A mãe de Lorena bebeu um gole do café já adoçado, engoliu, continuou sentindo o gosto. Ela disse a Lorena, com um doce sorriso, que as flores iam para o céu.
Mas para Lorena, isto não fazia muito sentido, a única coisa que lhe importava era a dor da saudade, aquele vazio imenso que seu avô havia deixado. Quis saber o que fazer com a saudade, ela queria parar de sentir dor, não queria mais que lágrimas caíssem antes do sono.
Olhou em volta como se tentasse descobrir algo, nas paredes e em sua volta, que lhe fornecesse meio de diminuir sua dor. Assustada percebeu que até as flores do pequeno vazo na sala haviam morrido. Viu na estante fotos de parentes que não estavam mais com eles.
Na sala, Lorena ouviu um barulho novo, seu pai chegava cansado e com os passos vagarosos. Apesar de jovem, seu pai era muito pálido e magro, o que lhe tornava extremamente parecido com seu avô.

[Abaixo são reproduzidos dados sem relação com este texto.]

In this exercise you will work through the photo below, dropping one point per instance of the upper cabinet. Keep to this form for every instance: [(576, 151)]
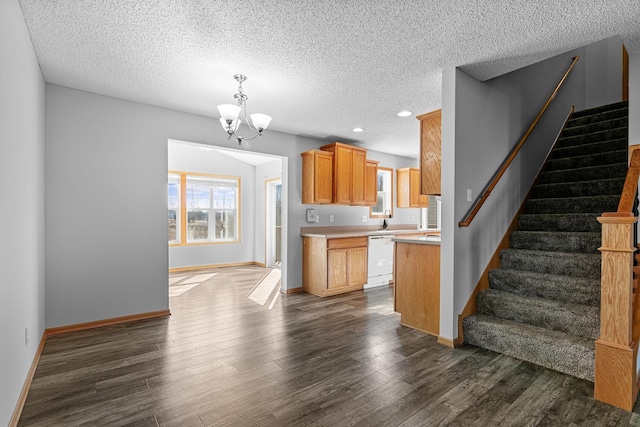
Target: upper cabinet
[(430, 152), (349, 165), (317, 177), (352, 177), (409, 189)]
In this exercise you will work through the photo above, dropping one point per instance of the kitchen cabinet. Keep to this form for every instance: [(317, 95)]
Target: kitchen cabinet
[(349, 166), (417, 286), (409, 189), (430, 152), (371, 183), (333, 266), (317, 177)]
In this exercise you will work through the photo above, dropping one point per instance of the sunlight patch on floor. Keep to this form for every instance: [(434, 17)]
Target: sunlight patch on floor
[(267, 289), (178, 286)]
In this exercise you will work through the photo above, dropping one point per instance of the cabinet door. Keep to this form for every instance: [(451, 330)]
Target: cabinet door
[(317, 177), (323, 179), (371, 184), (430, 152), (337, 268), (358, 171), (357, 266), (343, 159)]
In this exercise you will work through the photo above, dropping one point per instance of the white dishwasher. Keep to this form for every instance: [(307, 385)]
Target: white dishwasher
[(380, 263)]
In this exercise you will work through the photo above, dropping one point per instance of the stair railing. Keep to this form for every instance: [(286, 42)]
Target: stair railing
[(477, 204), (616, 379)]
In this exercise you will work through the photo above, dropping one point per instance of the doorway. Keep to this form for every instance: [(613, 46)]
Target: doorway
[(273, 226)]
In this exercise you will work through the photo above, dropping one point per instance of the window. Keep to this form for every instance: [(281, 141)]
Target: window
[(385, 194), (173, 193), (209, 208)]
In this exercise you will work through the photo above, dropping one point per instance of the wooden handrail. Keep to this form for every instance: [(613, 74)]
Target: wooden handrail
[(505, 164), (630, 187)]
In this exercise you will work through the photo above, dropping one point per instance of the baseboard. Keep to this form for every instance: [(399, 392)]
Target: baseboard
[(27, 383), (447, 342), (210, 266), (106, 322)]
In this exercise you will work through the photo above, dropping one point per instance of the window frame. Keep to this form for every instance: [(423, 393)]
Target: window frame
[(388, 198), (183, 240)]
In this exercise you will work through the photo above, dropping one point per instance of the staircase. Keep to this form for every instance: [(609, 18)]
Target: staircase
[(543, 303)]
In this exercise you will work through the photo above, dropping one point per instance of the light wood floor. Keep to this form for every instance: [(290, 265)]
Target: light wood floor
[(224, 359)]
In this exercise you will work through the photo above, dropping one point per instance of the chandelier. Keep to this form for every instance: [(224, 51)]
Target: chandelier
[(230, 113)]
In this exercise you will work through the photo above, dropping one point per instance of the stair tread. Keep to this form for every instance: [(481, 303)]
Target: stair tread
[(581, 290), (552, 349), (575, 319)]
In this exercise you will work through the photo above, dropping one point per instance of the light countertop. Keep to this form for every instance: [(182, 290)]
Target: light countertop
[(421, 240), (360, 231)]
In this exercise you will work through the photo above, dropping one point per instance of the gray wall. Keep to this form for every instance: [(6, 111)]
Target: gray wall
[(22, 213), (482, 121), (109, 257)]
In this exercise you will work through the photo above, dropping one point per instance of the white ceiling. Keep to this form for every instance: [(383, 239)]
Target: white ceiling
[(318, 67)]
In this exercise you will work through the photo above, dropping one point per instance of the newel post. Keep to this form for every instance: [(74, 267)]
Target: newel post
[(615, 379)]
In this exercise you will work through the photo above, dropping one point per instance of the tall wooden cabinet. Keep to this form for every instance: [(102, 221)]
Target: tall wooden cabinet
[(430, 152), (409, 189)]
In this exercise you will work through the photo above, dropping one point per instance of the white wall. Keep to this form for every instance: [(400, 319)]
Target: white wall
[(482, 121), (22, 213), (110, 258)]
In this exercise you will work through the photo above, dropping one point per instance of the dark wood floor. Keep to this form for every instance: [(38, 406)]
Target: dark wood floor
[(222, 359)]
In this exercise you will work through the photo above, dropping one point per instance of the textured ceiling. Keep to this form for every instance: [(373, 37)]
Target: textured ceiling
[(318, 67)]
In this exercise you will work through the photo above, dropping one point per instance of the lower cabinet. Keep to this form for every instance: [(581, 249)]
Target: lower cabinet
[(333, 266)]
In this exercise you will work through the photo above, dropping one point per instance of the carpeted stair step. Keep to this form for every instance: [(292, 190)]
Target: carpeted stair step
[(555, 241), (583, 117), (579, 320), (595, 147), (595, 126), (578, 189), (587, 160), (565, 263), (552, 349), (605, 135), (584, 174), (607, 203), (582, 222), (601, 109), (579, 290)]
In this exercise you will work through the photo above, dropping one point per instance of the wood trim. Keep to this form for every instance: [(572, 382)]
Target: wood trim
[(206, 267), (505, 164), (630, 187), (446, 342), (483, 283), (625, 74), (27, 383), (106, 322)]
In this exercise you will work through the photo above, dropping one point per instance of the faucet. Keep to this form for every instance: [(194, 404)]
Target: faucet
[(384, 221)]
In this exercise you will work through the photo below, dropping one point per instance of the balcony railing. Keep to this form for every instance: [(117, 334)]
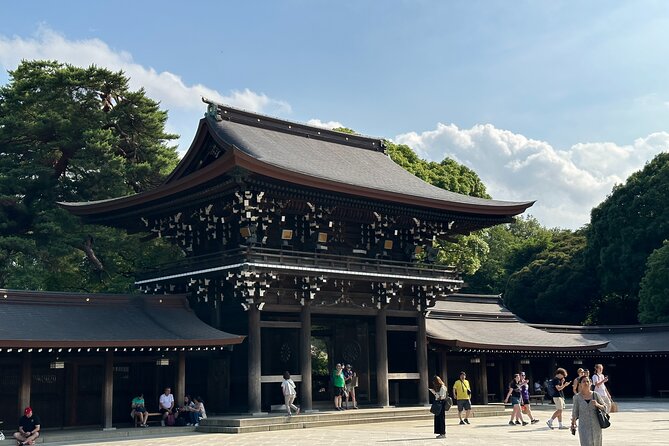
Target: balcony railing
[(295, 260)]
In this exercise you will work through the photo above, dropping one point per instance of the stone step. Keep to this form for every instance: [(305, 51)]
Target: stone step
[(321, 419), (80, 435)]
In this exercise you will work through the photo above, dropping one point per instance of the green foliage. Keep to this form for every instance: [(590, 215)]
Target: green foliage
[(625, 229), (654, 294), (511, 247), (447, 174), (555, 286), (74, 134)]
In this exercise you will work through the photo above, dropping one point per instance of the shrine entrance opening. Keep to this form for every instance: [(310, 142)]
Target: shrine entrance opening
[(344, 340)]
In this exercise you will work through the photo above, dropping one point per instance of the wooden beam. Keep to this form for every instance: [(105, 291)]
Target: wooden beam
[(254, 360), (280, 324), (383, 397), (26, 379), (305, 357), (181, 379), (421, 359), (108, 392), (413, 328)]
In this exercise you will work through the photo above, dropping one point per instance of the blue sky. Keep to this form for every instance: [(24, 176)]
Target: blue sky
[(554, 101)]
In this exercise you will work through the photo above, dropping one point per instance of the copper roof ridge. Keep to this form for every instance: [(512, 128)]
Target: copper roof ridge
[(242, 116)]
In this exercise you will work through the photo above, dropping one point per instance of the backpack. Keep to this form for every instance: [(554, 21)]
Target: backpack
[(550, 389), (448, 402)]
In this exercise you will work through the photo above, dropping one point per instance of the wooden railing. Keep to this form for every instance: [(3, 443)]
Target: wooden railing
[(283, 258)]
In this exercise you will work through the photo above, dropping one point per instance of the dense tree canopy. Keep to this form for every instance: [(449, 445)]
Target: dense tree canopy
[(554, 287), (73, 134), (625, 229), (654, 294), (512, 246)]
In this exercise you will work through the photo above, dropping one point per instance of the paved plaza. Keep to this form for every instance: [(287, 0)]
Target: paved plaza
[(638, 423)]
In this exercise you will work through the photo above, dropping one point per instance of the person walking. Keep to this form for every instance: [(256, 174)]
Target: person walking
[(579, 372), (462, 394), (558, 384), (440, 393), (338, 384), (351, 380), (525, 397), (289, 394), (514, 393), (586, 404), (599, 382)]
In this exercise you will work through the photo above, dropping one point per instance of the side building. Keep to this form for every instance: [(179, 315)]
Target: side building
[(312, 243)]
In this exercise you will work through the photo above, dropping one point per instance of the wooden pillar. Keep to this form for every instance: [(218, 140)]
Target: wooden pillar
[(443, 363), (108, 392), (649, 385), (421, 353), (305, 357), (254, 362), (26, 380), (501, 364), (72, 396), (180, 391), (484, 379), (382, 358)]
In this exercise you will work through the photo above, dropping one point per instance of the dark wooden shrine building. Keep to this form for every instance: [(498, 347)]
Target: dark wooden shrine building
[(312, 242), (79, 359)]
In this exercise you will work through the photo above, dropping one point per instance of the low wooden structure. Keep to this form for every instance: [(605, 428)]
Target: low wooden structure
[(79, 359)]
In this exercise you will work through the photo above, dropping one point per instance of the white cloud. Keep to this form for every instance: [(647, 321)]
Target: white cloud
[(325, 124), (567, 184), (168, 88)]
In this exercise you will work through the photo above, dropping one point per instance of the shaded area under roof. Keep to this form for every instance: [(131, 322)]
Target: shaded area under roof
[(45, 319), (482, 323)]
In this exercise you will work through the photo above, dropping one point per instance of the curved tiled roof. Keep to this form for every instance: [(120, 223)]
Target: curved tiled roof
[(47, 319), (302, 155), (483, 323)]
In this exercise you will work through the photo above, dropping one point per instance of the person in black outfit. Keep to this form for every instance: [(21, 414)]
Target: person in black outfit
[(29, 426), (440, 393)]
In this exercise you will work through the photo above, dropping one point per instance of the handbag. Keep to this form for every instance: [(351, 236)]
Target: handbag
[(436, 407), (603, 418)]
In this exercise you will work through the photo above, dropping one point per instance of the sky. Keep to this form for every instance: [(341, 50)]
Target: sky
[(553, 101)]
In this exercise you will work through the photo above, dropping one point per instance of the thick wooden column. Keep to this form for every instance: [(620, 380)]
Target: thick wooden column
[(180, 391), (443, 364), (421, 358), (484, 379), (26, 380), (382, 358), (305, 357), (108, 392), (254, 390), (648, 381)]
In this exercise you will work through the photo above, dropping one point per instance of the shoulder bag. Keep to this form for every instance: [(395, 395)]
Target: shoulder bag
[(436, 407), (602, 417)]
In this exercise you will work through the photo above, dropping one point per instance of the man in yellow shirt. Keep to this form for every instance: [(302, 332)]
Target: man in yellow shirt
[(462, 394)]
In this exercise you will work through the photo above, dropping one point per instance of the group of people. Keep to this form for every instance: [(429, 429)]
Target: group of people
[(344, 380), (462, 393), (590, 396), (189, 414)]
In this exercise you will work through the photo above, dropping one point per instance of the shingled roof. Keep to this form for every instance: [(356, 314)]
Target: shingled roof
[(30, 319), (481, 322), (303, 155)]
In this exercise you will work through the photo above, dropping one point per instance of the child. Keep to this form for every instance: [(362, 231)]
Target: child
[(289, 394)]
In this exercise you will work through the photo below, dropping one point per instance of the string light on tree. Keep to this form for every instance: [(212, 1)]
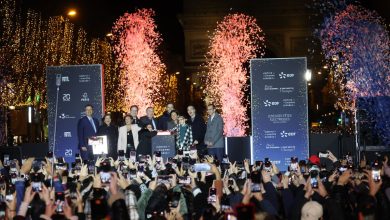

Mal seu pai acabava de sentar no sofá de estampas gastas, Lorena largou seu caderno e foi ao seu encontro. Por alguns segundos permaneceu imóvel, bem a frente de seu pai, seus olhares se alto sustentaram. Estáticos! Lorena temerosa por achar que poderia estar próximo o inverno de seu pai e este confuso e atordoado pelo semblante da filha.
- Eu não quero sentir saudades de você, pai! – Disse Lorena quase me lágrimas.
Vagarosamente deitou-se no colo do pai, segurando com força sua camisa, se acolheu naquele canto sagrado.
O pai de Lorena, curioso e comovido pela demonstração de carinho da filha, a abraçou e do cansaço passou a uma grande calmaria.
Lorena acabou perdendo a noção do tempo em que estava naquele colo e naquele abraço quente. Pensou, formulou muitas questões e idéias sobre a partida, sobre sentir-se sozinha, sobre o choro – Mas nós não enterramos as flores!- murmurou ela. Descobriu que seu pai era o botão de seu avô, ela seria o mesmo de seu pai e um dia teria seus botões.
Fechou os olhos com força, como se assim agarrada ao pai, ela pudesse evitar que o inverno chegasse.
A noite ficou imensa lá fora, e logo estava dentro de sua casa. Sua mãe sentou-se ao lado dos dois e finalmente a pequena adormeceu.
A manhã seguinte também amanheceu fria, mas algo havia mudado.
Bem quieta foi até a cozinha, pois seus cadernos ainda estavam sobre a mesa.
Encheu um copo com leite, passou a geléia de framboesa em algumas torradas e começou a escrever:
“Oi vô, ontem eu descobri para onde as flores vão no inverno, elas vão perfumar o céu! Mas eu descobri que nós, aqui na terra, podemos sentir ainda o perfume das flores com a lembrança. Mas, vô, a lembrança não é a mesma coisa, por isso eu chorei muito, eu senti muita falta, eu quis que meu inverno também chegasse.”
“Fiquei com muito medo de perder outras flores, e nada eu poderia fazer para impedir isso. Mas foi quando abracei meu pai que descobri a terceira coisa, que sem dúvida é a mais importante: quanto mais eu sentir o perfume da flor, mais forte a lembrança dela ficará na memória.”
“Eu acho que a dor, a tristeza e a saudade, apesar de dolorosas, são importantes, pois assim, vô, eu sei o quanto as flores são importantes na nossa vida, e só o que eu não quero é me arrepender de não ter olhado para todas elas, que todos os dias, de graça, me oferecem o colorido da vida e o cheiro bom das manhas.”
Lorena dobrou a carta, andou com os pés descalços de menina sapeca até a foto do avô que já havia voltado para a estante, deu um beijo na foto e guardou junto à carta.
Na semana seguinte, Lorena não quis ir ao parque, fez com que sua mãe levasse-a até o túmulo de seu avô. Lá, ela plantou a semente de uma flor amarela e prendeu, na lápide, a carta com a cera da vela.
Lorena nunca explicou sua pergunta, mas para ela já era o suficiente saber o que fazer da saudade e da falta que as flores fazem no inverno.